Keywords: CKD progression; CXCL12; Chronic kidney disease (CKD); N-terminal pro-B-type natriuretic peptide (NTproBNP); diabetes; eGFR slope; end-stage renal disease (ESRD); estimated glomerular filtration rate (eGFR); halving of eGFR; inflammatory chemokines; kidney replacement therapy (KRT); neutrophil gelatinase-associated lipocalin (NGAL); renal function trajectory; risk stratification.

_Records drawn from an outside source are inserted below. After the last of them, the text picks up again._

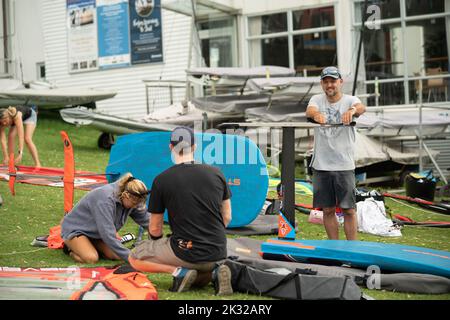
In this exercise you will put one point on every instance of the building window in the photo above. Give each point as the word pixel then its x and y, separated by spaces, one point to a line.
pixel 410 44
pixel 219 42
pixel 304 40
pixel 40 71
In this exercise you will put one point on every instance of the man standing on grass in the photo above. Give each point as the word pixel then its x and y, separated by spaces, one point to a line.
pixel 333 158
pixel 197 199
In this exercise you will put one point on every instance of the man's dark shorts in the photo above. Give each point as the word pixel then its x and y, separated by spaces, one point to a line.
pixel 334 188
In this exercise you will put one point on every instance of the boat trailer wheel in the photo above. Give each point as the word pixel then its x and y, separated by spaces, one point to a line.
pixel 105 140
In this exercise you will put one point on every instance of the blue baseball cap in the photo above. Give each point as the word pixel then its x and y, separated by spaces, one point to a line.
pixel 182 134
pixel 332 72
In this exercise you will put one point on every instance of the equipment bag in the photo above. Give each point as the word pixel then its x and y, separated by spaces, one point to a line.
pixel 285 284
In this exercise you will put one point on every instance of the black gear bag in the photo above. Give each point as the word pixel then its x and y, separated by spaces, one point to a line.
pixel 291 285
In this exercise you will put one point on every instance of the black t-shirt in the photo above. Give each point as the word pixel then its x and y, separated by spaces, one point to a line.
pixel 193 193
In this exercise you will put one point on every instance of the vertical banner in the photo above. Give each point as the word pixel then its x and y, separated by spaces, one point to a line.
pixel 145 31
pixel 82 35
pixel 113 33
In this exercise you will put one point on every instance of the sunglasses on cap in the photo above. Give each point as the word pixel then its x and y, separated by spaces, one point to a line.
pixel 330 72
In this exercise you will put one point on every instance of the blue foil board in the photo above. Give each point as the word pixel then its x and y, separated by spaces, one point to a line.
pixel 360 254
pixel 147 154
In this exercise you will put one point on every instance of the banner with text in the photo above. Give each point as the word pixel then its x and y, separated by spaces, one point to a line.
pixel 82 35
pixel 113 33
pixel 145 31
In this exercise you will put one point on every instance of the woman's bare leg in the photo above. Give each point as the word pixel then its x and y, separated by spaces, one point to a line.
pixel 104 250
pixel 83 250
pixel 151 267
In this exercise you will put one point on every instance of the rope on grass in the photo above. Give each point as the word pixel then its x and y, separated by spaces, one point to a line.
pixel 20 252
pixel 410 206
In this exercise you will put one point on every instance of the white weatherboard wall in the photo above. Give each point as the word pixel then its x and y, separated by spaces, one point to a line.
pixel 130 101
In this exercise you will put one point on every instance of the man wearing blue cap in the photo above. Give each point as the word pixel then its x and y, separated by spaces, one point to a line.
pixel 333 158
pixel 197 199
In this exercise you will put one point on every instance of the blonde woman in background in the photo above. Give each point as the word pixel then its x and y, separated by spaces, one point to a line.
pixel 89 230
pixel 21 121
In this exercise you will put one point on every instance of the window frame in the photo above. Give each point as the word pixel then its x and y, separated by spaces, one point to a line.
pixel 290 33
pixel 403 20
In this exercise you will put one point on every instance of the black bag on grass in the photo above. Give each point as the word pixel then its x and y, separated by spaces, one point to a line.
pixel 293 285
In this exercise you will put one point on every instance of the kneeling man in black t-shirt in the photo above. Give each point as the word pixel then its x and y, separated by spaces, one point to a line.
pixel 197 199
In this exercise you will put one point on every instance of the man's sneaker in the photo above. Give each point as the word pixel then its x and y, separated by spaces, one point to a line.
pixel 222 280
pixel 183 278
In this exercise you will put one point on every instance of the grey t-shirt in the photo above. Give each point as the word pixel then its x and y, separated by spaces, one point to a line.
pixel 99 214
pixel 334 147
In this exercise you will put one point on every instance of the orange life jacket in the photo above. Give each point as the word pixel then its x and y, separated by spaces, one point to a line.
pixel 128 286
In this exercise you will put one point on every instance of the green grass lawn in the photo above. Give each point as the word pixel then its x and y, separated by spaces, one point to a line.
pixel 35 209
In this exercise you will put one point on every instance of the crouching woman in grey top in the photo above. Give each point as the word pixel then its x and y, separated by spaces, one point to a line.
pixel 89 230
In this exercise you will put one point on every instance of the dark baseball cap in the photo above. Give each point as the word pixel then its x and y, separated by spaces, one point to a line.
pixel 332 72
pixel 182 134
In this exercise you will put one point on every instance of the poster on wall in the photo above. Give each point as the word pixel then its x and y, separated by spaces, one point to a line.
pixel 82 35
pixel 145 31
pixel 113 33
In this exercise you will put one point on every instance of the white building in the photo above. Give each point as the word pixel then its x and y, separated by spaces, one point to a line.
pixel 403 40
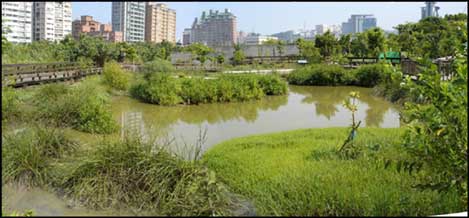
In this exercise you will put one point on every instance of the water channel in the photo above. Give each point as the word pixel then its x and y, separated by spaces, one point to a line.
pixel 303 107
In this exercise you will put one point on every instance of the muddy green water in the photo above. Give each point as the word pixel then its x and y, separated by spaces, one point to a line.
pixel 303 107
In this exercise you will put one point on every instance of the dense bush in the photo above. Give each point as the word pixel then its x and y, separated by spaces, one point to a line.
pixel 115 76
pixel 272 85
pixel 9 103
pixel 83 107
pixel 370 75
pixel 27 155
pixel 134 174
pixel 391 87
pixel 157 66
pixel 320 74
pixel 436 133
pixel 165 90
pixel 158 89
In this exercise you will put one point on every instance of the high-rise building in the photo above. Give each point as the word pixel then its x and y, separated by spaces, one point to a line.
pixel 215 29
pixel 257 39
pixel 52 20
pixel 430 10
pixel 359 23
pixel 17 16
pixel 129 18
pixel 186 36
pixel 86 25
pixel 241 37
pixel 160 23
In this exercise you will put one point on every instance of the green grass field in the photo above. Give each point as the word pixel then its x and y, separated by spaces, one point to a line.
pixel 299 173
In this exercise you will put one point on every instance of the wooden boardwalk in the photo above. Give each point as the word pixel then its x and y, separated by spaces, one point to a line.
pixel 20 75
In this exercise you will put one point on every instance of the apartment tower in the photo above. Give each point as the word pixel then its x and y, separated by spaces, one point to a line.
pixel 215 29
pixel 129 18
pixel 160 23
pixel 52 21
pixel 17 16
pixel 358 23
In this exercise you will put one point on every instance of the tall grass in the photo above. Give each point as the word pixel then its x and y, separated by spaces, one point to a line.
pixel 300 173
pixel 27 155
pixel 84 107
pixel 165 90
pixel 137 174
pixel 10 102
pixel 320 74
pixel 115 76
pixel 368 75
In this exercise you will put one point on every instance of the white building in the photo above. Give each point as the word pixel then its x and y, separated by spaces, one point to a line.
pixel 17 16
pixel 257 39
pixel 323 28
pixel 129 18
pixel 52 20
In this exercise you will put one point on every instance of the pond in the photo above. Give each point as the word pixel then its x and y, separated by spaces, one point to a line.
pixel 303 107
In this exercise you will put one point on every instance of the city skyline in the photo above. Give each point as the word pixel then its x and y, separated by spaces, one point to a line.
pixel 301 14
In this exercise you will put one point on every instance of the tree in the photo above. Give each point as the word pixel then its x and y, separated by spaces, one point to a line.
pixel 201 51
pixel 327 44
pixel 5 43
pixel 407 38
pixel 345 43
pixel 308 51
pixel 436 130
pixel 280 47
pixel 376 41
pixel 359 45
pixel 392 42
pixel 238 55
pixel 220 59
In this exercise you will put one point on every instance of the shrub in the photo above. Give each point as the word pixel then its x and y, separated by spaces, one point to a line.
pixel 93 112
pixel 158 89
pixel 370 75
pixel 194 91
pixel 436 134
pixel 390 86
pixel 27 155
pixel 157 66
pixel 115 76
pixel 319 74
pixel 272 85
pixel 135 174
pixel 9 103
pixel 165 90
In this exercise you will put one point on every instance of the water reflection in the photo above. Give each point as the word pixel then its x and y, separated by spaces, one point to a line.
pixel 303 107
pixel 163 117
pixel 328 100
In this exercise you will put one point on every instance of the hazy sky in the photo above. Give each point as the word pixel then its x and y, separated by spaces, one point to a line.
pixel 273 17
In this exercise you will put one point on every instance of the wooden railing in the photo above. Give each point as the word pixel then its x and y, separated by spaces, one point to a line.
pixel 18 75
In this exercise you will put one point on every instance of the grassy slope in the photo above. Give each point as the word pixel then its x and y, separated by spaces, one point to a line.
pixel 296 173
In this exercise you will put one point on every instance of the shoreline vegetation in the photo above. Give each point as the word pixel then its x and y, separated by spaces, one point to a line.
pixel 320 181
pixel 418 169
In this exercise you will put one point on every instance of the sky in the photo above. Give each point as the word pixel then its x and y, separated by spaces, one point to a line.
pixel 273 17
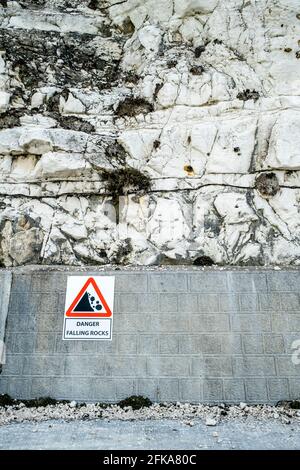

Copyright © 2020 The Authors. Published by Elsevier Inc. All rights reserved.

Figures

Figure 1.
Figure 1.
Rates and patterns of chronic kidney disease progression for Chronic Renal Insufficiency Cohort participants with and without diabetes. Panel A: Annual change in estimated glomerular filtration rate (eGFR) in mL/min/1.73m2/year and percentage within categories of eGFR change by diabetes status. Percentages do not add up to 100%, as the tails of the distributions were truncated. Panel B: Unadjusted event rates of kidney replacement therapy (KRT) or eGFR halving per 1,000 person-years by diabetes status and level of baseline eGFR.
Figure 2.
Figure 2.
Summary of the statistical significance of chronic kidney disease progression risk factors in the Chronic Renal Insufficiency Cohort Study Panel A: Demographic, kidney function, and blood pressure risk factors for estimated glomerular filtration rate (eGFR) slope and the composite renal outcome of kidney replacement therapy (KRT) and eGFR halving. Panel B: Clinical, socioeconomic, behavioral, body composition, vascular, anemia, inflammatory, mineral or carbohydrate metabolism, cardiac, acidosis, urinary electrolyte, kidney injury, and RAAS factors for estimated glomerular filtration rate (eGFR) slope and the composite renal outcome of kidney replacement therapy (KRT) and eGFR halving.
Figure 3.
Figure 3.
Summary of final variable selection of chronic kidney disease progression risk factors among CRIC participants without or with diabetes before and after exclusion of albuminuria measure UACR. Variables selected in modeling without exclusion of albuminuria indicated in blue, with exclusion of albuminuria indicated in orange, and selected both with and without albuminuria indicated in gray. Panel A: Demographic, kidney function, and blood pressure risk factors for estimated glomerular filtration rate (eGFR) slope and the composite renal outcome of kidney replacement therapy (KRT) and eGFR halving. Panel B: Clinical, socioeconomic, behavioral, body composition, vascular, anemia, inflammatory, mineral or carbohydrate metabolism, cardiac, acidosis, urinary electrolyte, kidney injury, and RAAS factors for estimated glomerular filtration rate (eGFR) slope and the composite renal outcome of kidney replacement therapy (KRT) and eGFR halving. Tables 2 and 3 provide the specific magnitude and direction of the risk factor associations, which include both linear and non-linear associations.